神殺しのクロノスタシス〜外伝集〜

…二時間後。

「ひっく…。ひっく、酷いよぅ、羽久…。イレースちゃんが…イレースちゃんがぁ…」

「…自業自得だろ」

「羽久まで!」 

倉庫に溜まったゴミを全て捨てさせられたシルナは、めそめそしながら、

「こうなったら、チョコを食べるしかない…。チョコだけは私を慰めてくれる…」

とか言いながら、チョコレートを摘んでいた。

いつものことだな。

どうでも良いけどその包み紙、ちゃんと捨てろよ。

「いやー、凄い量だねー」

「処分が捗るよ」

令月は愛用の小太刀で、すぐりはお得意の糸魔法で。

それぞれ、ゴミ袋の中身を細かく切り刻んでいた。

これぞ人力シュレッダー。

しかも、本物のシュレッダーより細かい。そして速い。

ゴミ袋に詰め込まれた大量の紙束が、あっという間に細かな紙くずに変わっていく。

イレースのヤツ…。
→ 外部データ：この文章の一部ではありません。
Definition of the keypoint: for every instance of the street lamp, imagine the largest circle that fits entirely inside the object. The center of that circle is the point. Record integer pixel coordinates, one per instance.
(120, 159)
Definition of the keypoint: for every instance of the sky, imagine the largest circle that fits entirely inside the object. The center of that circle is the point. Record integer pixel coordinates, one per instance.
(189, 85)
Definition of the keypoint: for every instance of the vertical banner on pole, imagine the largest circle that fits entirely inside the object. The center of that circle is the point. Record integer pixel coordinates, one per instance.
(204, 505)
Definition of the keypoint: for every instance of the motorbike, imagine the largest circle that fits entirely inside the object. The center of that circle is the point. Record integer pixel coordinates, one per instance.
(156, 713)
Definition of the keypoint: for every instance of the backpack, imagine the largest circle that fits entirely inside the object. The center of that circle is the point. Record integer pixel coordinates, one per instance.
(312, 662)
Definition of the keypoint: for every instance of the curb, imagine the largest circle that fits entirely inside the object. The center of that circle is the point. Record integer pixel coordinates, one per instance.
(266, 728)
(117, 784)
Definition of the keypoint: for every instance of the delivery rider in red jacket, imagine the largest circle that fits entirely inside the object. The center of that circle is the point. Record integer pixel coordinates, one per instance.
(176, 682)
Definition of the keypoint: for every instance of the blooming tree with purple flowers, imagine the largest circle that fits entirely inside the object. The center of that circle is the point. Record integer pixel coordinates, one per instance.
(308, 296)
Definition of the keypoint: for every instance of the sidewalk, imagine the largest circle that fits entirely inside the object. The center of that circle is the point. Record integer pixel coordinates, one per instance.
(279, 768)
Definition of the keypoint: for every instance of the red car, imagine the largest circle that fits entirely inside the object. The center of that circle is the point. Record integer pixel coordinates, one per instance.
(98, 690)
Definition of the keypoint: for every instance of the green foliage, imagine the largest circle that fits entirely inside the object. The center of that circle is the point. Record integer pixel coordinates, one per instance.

令月とすぐりをフルに使ってやがる…。

「ふぅ。良い仕事をしました」

イレースだけは、珍しく非常に満足気。

これで、空いた倉庫のスペースを有効活用出来る、と言わんばかり。

「いやはや。イレースさんにかかったら。うっかり僕達も捨てられかねませんね」

「う、うん…」

横で見ていたナジュと天音も、この反応である。

すかさず、イレースがじろりと二人をにらんだ。

「あなた達も。職員室にゴミを溜め込んでいないでしょうね」

「ひっ」

ナジュは飄々としていたけど、天音はビクッ、とビビっていた。

イレースに睨まれたら、誰でもビビる。

「だ、大丈夫…。た、溜め込んだりなんか…」

天音は、ぐるぐると視線を彷徨わせながら生返事したが。

そんな天音の心を読んだらしく、ナジュは突然、嬉々として目を輝かせ。

「イレースさん!天音さんが、書き損じの用紙をファイルに入れっぱなしだって」

「…何ですって?」

「わぁぁぁナジュ君!言わないで!捨てる、捨てるから!」

ギロッ、と睨むイレースに、天音は慌てて釈明していた。

ったく…。

掃除をするだけで大騒ぎなんだか、






…その時。


…俺は、ふっと意識が途切れた。